Mawson Infrastructure Group Inc. (NASDAQ: MIGI) announced a 1‑for‑20 reverse stock split that will take effect at 5:00 p.m. Eastern on November 20, 2025. The split consolidates every 20 existing shares into one new share, with no fractional shares issued, and is designed to lift the per‑share price above Nasdaq’s $1.00 minimum bid requirement. The company’s securities will trade on the Nasdaq Capital Market under the symbol MIGI and will receive a new CUSIP of 57778N406 beginning the market open on November 21.
The reverse split is a regulatory action aimed at preventing delisting after Mawson received an extension to meet the minimum bid price deadline of December 4, 2025. The move signals that the company’s equity has been trading below the required threshold for an extended period, reflecting ongoing financial distress and the need to maintain its public listing.
Financial performance underscores the urgency of the split. In the third quarter of 2025, earnings fell to $327.7 k, a 104.1% decline from the prior quarter, and the fiscal year 2024 ended with a loss of $46.1 M. Cash burn remains high and the company carries significant debt, placing additional pressure on its balance sheet and limiting its ability to meet Nasdaq’s listing requirements without further capital infusions.
Investors reacted negatively to the announcement, interpreting the reverse split as a cosmetic measure rather than a substantive turnaround. The move highlights concerns about the company’s ability to sustain operations and meet listing requirements without additional capital.

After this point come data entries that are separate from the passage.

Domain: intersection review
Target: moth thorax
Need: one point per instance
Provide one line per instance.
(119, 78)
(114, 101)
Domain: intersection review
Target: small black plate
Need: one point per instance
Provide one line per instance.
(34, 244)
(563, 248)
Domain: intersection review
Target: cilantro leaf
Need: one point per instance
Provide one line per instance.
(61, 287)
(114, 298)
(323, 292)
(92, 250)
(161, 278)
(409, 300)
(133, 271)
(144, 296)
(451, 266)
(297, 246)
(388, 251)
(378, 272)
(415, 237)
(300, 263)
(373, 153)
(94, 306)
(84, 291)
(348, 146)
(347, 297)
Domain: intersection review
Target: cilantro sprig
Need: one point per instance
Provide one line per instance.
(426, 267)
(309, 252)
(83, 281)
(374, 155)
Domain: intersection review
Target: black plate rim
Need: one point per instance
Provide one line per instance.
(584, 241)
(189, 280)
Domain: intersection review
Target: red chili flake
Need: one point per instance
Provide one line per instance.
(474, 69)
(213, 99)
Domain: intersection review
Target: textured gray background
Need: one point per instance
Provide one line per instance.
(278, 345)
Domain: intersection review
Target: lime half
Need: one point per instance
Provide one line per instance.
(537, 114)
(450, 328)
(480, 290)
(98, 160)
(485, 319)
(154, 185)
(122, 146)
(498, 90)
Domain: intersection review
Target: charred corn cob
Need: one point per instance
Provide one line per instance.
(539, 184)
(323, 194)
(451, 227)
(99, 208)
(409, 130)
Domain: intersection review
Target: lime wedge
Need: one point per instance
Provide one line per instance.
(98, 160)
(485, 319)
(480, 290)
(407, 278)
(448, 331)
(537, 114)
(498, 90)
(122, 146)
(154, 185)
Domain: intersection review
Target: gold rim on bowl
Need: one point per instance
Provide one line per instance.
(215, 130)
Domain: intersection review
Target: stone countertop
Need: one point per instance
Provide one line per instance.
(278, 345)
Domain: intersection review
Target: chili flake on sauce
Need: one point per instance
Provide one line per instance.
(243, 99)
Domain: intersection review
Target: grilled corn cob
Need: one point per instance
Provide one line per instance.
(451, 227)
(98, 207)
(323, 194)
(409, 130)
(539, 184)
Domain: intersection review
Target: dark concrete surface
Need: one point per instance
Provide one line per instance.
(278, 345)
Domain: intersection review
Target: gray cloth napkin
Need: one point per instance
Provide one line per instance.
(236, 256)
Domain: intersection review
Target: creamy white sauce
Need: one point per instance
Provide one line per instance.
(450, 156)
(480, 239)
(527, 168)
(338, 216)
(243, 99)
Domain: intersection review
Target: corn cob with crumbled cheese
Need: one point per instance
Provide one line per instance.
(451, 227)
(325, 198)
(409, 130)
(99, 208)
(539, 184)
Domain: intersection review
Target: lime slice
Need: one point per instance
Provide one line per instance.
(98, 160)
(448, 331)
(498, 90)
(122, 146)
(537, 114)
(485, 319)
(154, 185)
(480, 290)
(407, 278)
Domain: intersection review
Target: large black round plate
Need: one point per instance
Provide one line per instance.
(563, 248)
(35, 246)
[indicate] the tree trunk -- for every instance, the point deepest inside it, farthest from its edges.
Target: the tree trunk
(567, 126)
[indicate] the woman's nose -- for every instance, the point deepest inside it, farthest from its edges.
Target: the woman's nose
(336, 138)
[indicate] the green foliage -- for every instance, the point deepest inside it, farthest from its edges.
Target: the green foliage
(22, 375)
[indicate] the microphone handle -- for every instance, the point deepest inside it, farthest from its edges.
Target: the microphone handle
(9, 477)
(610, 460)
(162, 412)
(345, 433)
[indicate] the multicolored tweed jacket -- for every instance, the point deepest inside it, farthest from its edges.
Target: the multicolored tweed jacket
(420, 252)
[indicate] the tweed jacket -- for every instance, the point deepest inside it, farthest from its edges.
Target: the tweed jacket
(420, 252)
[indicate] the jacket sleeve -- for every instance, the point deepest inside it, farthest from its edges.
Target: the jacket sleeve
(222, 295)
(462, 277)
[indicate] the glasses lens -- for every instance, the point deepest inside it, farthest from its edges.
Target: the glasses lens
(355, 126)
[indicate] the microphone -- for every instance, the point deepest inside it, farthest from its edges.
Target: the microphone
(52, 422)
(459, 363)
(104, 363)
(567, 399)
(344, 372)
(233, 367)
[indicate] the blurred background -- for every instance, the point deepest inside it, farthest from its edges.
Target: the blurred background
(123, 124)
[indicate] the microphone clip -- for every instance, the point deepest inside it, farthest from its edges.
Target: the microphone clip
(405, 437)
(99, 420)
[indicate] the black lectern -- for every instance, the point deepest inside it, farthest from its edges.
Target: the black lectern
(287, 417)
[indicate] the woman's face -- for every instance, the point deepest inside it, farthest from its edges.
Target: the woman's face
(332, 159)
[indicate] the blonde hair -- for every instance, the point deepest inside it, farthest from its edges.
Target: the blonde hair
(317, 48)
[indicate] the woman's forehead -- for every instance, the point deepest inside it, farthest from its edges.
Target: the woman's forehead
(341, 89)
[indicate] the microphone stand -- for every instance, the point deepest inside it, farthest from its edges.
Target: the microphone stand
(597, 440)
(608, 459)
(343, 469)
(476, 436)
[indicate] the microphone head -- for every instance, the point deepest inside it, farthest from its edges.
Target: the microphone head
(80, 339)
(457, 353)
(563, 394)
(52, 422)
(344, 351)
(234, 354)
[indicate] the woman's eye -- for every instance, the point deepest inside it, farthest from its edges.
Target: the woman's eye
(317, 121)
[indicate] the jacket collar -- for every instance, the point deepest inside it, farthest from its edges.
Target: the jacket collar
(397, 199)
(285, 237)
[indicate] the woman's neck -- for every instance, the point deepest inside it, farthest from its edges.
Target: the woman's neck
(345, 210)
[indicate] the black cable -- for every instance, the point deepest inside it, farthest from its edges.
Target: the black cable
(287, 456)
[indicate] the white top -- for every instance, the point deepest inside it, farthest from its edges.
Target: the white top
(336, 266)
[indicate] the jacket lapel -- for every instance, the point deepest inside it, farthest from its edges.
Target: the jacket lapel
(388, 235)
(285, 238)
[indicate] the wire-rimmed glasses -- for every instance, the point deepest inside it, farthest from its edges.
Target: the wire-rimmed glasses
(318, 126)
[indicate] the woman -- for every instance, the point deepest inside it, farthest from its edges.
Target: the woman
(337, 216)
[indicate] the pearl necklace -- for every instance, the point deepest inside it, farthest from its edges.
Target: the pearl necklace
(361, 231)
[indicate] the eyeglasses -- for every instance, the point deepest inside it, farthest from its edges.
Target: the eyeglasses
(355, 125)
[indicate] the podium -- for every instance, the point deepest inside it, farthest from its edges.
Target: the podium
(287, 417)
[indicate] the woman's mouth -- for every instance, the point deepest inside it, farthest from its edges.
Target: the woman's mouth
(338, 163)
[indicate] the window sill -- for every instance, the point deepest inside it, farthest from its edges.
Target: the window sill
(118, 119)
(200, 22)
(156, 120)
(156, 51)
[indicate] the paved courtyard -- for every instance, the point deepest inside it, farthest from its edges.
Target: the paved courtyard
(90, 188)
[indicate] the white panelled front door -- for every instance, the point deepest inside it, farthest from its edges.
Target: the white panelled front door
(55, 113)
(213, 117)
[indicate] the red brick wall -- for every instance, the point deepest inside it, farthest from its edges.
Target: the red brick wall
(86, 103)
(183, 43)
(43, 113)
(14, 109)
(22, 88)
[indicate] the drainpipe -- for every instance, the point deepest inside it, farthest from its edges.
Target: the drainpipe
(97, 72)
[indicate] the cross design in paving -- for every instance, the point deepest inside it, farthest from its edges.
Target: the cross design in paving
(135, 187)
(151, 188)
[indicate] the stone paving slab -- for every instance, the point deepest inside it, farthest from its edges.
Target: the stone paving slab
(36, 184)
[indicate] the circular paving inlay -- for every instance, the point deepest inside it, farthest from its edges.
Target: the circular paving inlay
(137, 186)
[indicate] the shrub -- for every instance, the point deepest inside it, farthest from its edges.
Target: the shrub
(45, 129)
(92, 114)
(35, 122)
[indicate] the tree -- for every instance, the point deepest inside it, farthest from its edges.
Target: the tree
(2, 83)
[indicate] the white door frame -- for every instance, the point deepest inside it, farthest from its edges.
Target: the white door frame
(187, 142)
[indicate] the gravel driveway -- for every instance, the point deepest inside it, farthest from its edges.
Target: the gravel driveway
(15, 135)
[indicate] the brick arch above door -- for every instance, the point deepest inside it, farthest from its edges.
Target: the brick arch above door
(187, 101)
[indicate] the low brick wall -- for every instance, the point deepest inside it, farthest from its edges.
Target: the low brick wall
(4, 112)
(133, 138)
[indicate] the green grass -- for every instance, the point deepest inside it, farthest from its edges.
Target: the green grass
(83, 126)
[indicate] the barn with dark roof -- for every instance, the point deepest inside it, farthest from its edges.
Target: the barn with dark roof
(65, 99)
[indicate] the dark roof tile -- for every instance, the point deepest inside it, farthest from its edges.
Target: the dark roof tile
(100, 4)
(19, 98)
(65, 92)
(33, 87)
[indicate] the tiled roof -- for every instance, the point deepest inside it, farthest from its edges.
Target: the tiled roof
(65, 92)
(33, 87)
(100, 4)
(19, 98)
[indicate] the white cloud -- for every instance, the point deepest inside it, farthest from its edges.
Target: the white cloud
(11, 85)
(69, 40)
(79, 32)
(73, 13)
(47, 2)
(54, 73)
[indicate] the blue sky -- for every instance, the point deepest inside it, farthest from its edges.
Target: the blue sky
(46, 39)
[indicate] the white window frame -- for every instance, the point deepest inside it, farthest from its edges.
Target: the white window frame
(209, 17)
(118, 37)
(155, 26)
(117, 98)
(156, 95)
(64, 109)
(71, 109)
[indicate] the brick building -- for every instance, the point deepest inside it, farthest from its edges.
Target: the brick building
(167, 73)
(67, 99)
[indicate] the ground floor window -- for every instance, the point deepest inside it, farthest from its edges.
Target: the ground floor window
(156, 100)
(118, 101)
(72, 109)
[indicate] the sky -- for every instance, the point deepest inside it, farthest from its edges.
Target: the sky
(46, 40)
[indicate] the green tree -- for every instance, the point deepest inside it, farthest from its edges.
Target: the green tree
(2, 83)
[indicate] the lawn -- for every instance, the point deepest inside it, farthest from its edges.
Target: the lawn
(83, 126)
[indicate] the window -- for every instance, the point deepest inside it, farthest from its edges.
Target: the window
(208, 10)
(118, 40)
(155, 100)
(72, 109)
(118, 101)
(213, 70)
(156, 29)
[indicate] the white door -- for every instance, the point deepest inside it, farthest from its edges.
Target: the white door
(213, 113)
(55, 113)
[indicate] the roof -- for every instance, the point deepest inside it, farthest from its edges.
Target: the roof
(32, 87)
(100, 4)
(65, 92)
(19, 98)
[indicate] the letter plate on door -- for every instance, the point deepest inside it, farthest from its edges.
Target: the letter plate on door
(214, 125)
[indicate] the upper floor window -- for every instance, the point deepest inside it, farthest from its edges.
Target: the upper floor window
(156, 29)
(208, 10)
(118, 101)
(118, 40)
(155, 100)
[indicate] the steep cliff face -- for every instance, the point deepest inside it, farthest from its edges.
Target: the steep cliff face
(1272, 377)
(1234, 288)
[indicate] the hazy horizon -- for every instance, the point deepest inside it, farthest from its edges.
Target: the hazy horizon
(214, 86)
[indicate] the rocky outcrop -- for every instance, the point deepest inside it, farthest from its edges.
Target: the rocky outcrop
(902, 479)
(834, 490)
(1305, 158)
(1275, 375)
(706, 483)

Management emphasized continued cost discipline and strategic investments in high‑return verticals such as AI, high‑performance computing, and digital asset infrastructure. Despite these efforts, the company acknowledges that the reverse split does not address underlying liquidity challenges and that additional measures may be necessary to restore confidence.
The reverse split will increase the per‑share price but does not alter the company’s capital structure or debt obligations. Without a clear path to profitability, the company risks further regulatory scrutiny and potential delisting, underscoring the urgency of a comprehensive turnaround strategy.